Chromebooks have an operating system that for all intents and purposes is a browser. As a platform there is an App ecosystem that can run within that browser. Google has been pushing things along and combined with its OEM partners has been advancing the platform and the price points and specs of Chromebooks.
Here’s the thing. I personally have only rudimentary experience with a Chromebook. The device category is not for me in how I work or play. That said, over the course of the last 9 months or so I’ve had five distinct conversations with friends, co-workers, and family who were looking to replace a notebook, asking for recommendations. After the usual inventory drill to assess their needs, I’d give them several choices including the Chromebook. In all but one of those conversations no one had heard of a Chromebook before. In the one instance the individual had heard of it, his assumption going in was that it wasn’t a real computer.
After shopping around and comparing things, three of those inquiring ended up purchasing a Chromebook. All three are very happy with their decision. One ended up purchasing an iPad and a keyboard. Also very happy. The last ended up getting a tricked out gaming rig of some sort. I haven’t heard from him in awhile. I presume he’s lost in some game somewhere.
Certainly not a scientific sampling by any means, but it confirms, to me at least, what I’ve been seeing for quite some time now.
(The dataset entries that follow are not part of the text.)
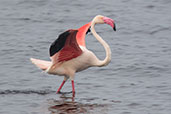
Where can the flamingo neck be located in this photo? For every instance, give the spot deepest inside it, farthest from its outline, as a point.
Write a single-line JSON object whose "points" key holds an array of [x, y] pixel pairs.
{"points": [[105, 45]]}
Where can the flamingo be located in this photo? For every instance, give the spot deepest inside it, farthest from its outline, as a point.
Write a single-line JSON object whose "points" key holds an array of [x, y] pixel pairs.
{"points": [[69, 54]]}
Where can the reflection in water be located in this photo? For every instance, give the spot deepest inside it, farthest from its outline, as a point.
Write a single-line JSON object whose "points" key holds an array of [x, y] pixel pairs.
{"points": [[68, 105]]}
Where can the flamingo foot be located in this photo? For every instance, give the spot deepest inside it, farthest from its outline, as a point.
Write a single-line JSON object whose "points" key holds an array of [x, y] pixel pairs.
{"points": [[73, 88], [58, 91]]}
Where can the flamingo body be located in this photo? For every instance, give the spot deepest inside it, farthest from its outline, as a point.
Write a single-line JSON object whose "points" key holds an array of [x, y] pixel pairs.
{"points": [[69, 54]]}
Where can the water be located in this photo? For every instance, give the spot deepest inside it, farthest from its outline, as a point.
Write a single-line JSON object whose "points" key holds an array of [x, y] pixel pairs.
{"points": [[137, 81]]}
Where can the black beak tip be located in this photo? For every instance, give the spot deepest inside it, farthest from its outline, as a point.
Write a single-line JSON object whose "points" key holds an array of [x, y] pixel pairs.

Even with devices at price points that make them almost disposable, some consumers are taking better stock of what they actually need to do with a device than they used to. Let’s face it with prices lower than many smartphones and Tablets, Chromebooks offer an attractive value if it fits your needs. Less can often be more, if not more satisfying, but it all (and always) depends on what a consumer wants and needs to do.
Thurrott is correct that Microsoft finds it self surrounded and should view Chromebooks as a threat. It’s the same threat that netbooks presented and we all know how that went down for the folks in Redmond. Buggy whip manufacturers moved more quickly to meet a threat to their business.
When I’m asked for a recommendation I always offer a range of choices depending on what the questioner wants and needs to do. The beauty of the market we’re in right now is that consumers have a range of devices, form factors, and solutions to choose from. That might make it tougher for those on the selling end of things, but too bad. Just look at it this way. Two years ago, who would have thought we would see Microsoft giving away Microsoft Office for free on devices? Google and the way it disrupts helped lead to that and quite a bit more. Better yet, in that same time frame who would have thought that Microsoft would be giving away Microsoft Office for free on devices it manufactures and markets, that run Office 2013 reasonably well on what many still label as “not a real computer?”
I just think the definition of “real computer” and “real computing” has changed so significantly, that regardless of how any pundit, including this one, feels or reacts, everything is a no longer just a moving target but instead has become a missile that can home in and disrupt the best of plans. The good news, is that smart consumers who take the time to explore their options have more to choose from than ever before. When the pundits are debating the merits of this or that platform, than I believe the platform is something worth adding to your options.